Asi como lo de Economía Social de la Municipalidad fue un hecho interesante cuando empezó, creo que con un criterio correcto, en esa época la Municipalidad de Rosario empezó a destinar dinero del presupuesto a acompañar las experiencias de desocupados que buscaban emprender alguna salida laboral, nosotros pusimos el lugar a su disposición para que acá funcionara un paseo de ventas y un espacio de producción. Hoy hay casi 80 artesanos, productores y fabricantes a los cuales coordinó y organizó el gobierno municipal y hoy tienen un lugar acá. Cuando en el año 2014 se desata una guerra económica que dispara los precios de los artículos de consumo, guerra que no ha terminado todavía, nosotros le ofrecimos a las autoridades nacionales el lugar para que se vendieran los productos directamente del productor como se hacía en el mercado de Buenos Aires., y de paso nosotros no somos cómplices del robo que hacen los mayoristas en la venta.

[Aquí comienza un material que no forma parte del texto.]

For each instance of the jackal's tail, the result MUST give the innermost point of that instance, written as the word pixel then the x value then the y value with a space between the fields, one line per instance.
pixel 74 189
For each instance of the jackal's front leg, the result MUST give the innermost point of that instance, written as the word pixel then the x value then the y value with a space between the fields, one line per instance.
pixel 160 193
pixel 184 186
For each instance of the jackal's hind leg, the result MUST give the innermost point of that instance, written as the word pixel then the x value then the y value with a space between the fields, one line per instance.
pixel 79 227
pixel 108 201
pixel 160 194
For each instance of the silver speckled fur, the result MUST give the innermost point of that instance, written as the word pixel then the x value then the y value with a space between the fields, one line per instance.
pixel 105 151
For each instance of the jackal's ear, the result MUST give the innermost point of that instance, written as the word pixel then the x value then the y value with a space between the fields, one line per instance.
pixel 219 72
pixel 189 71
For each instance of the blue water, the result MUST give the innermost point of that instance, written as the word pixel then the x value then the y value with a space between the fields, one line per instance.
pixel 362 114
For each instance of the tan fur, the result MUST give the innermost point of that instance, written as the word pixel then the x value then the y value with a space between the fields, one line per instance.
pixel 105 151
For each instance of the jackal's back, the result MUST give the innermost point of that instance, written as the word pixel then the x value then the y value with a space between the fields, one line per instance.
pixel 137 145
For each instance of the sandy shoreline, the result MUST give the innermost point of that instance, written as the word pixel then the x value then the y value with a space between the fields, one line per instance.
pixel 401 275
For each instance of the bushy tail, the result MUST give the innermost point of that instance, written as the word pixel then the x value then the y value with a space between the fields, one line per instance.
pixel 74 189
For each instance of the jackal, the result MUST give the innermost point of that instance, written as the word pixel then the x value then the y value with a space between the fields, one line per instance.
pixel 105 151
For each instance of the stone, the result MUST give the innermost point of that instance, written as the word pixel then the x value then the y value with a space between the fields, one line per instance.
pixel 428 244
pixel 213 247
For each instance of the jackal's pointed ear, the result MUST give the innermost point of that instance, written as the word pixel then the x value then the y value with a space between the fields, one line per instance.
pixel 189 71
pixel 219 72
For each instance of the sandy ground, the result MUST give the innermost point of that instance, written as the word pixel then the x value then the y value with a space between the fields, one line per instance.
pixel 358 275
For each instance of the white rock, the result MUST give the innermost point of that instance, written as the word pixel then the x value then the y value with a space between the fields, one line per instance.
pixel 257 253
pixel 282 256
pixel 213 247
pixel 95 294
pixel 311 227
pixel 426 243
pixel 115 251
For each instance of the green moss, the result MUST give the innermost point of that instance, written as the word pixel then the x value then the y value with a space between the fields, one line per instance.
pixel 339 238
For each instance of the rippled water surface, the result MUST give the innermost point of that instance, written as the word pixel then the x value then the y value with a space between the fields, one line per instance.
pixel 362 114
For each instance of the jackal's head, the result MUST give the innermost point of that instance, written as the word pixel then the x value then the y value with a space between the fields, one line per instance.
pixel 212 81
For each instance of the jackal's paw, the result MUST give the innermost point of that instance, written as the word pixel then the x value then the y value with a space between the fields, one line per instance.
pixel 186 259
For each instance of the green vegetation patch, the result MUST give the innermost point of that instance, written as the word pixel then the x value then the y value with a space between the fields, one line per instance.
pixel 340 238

Esto es muy importante porque, hoy por hoy, hay treinta organizaciones que en la calle,cada uno por su lado, estarían agarrándose de los pelos porque piensan muy distinto todas. Están la Asociación civil sin barreras, Las mujeres de negro, La Mutual Conexión, de la red Experimenta, la CTA, el colectivo de Psicólogos del Puente, el Movimiento de trabajadores autogestionados, hemos hecho una articulación de sectores populares para resistir y poner el lugar a disposición y al servicio de la comunidad.

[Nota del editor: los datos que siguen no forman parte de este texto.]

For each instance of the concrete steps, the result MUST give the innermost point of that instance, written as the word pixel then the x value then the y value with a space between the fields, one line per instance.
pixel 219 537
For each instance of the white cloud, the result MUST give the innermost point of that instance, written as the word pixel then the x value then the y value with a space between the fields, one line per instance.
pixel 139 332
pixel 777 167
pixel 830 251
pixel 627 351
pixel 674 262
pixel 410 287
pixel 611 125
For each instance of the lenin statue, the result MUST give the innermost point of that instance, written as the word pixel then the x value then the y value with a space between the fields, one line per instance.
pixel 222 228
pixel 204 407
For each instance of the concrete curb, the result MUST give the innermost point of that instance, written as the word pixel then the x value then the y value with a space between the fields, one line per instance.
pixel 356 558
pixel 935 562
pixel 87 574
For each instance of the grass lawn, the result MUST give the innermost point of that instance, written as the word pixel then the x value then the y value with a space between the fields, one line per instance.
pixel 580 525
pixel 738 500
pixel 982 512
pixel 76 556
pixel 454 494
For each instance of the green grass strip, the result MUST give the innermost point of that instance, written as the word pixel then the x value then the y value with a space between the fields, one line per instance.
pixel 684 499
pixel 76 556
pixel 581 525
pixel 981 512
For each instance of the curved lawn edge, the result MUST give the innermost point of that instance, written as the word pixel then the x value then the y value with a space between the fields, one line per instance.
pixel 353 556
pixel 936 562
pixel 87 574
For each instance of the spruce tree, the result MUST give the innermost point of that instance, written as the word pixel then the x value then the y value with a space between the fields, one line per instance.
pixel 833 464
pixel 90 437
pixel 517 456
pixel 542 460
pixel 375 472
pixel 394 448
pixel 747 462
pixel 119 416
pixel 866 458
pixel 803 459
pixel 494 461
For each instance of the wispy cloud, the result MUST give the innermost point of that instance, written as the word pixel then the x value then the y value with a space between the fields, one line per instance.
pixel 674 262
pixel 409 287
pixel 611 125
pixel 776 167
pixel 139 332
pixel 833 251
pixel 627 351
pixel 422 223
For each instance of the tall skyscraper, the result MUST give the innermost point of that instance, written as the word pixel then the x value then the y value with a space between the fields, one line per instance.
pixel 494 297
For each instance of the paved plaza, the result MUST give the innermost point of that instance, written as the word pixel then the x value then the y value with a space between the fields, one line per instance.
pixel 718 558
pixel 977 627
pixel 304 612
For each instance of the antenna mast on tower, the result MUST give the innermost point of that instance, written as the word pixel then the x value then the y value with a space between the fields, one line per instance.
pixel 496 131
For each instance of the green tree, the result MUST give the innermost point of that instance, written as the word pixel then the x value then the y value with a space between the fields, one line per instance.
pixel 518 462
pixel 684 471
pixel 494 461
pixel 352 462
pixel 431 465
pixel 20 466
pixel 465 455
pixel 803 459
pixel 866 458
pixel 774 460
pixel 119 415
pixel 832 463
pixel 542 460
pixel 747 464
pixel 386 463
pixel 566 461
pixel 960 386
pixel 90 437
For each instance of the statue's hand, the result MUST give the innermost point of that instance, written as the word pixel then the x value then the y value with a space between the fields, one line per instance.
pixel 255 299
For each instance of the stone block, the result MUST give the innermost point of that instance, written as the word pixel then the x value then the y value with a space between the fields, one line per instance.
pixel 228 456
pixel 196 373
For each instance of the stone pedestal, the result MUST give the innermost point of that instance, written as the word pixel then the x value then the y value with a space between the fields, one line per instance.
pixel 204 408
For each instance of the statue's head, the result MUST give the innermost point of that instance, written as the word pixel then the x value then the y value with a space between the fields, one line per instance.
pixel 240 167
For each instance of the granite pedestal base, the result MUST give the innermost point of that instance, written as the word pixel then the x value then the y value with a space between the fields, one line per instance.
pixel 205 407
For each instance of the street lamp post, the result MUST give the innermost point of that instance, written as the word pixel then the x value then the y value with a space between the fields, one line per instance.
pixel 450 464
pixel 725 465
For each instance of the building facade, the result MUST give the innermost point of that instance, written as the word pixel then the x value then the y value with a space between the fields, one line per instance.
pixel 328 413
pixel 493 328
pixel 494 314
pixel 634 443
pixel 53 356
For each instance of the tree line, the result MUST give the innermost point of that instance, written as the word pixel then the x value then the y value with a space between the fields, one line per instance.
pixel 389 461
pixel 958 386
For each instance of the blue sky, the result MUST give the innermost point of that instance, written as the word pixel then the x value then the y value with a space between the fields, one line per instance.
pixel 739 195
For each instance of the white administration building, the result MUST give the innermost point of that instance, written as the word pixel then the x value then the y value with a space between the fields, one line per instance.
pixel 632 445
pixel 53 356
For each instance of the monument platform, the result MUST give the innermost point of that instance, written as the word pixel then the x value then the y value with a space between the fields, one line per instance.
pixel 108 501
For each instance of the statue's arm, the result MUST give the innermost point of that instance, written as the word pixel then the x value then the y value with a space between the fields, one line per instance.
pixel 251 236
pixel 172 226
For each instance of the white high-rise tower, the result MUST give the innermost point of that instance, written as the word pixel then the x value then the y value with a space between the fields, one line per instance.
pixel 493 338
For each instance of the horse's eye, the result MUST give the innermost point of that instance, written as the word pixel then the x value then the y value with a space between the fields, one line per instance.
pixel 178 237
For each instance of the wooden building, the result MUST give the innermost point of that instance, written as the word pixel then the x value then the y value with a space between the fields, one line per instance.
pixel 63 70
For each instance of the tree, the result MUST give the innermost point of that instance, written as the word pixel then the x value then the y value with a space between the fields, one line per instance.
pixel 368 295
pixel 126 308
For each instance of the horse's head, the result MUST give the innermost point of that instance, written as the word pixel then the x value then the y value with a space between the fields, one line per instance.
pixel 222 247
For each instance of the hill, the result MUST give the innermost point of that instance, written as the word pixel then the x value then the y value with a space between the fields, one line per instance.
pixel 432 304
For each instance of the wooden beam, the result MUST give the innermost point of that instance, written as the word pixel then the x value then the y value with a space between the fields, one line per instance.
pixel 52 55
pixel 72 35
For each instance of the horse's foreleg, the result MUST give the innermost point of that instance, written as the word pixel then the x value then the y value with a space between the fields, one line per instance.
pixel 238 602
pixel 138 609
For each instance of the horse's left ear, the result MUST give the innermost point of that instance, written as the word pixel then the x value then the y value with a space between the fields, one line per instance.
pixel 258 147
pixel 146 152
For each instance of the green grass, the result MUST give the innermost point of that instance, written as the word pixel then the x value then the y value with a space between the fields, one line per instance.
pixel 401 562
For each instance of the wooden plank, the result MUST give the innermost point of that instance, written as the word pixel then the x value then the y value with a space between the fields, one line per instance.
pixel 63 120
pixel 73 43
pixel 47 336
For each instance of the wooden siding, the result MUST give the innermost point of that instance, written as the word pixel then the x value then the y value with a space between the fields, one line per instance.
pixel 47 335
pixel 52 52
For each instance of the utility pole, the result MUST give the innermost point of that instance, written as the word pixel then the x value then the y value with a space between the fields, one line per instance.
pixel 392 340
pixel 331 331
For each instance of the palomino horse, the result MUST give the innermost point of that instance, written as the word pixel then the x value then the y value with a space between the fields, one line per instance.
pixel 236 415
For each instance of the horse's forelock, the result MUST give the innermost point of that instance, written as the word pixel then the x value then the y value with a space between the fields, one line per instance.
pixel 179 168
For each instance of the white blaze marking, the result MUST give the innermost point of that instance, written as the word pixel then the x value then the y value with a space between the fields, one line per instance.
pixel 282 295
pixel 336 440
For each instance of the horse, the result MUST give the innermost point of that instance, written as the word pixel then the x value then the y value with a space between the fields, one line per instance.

¿Qué tan cerca se encuentra ese sueño de llegar a cumplir todas esas actividades sin la presión o amenaza jurídica?

Ahora el objetivo es claro en esto, nosotros queremos que esta experiencia se siga desarrollando en este lugar y que el Poder Judicial deponga su actitud, y que a su vez articular con sectores de la organización popular e incluso sectores de instituciones como la Universidad o alguna dependencia oficial, que sea un lugar que esté al servicio de la comunidad, que sea un lugar de utilidad pública como lo dice la ley de expropiación.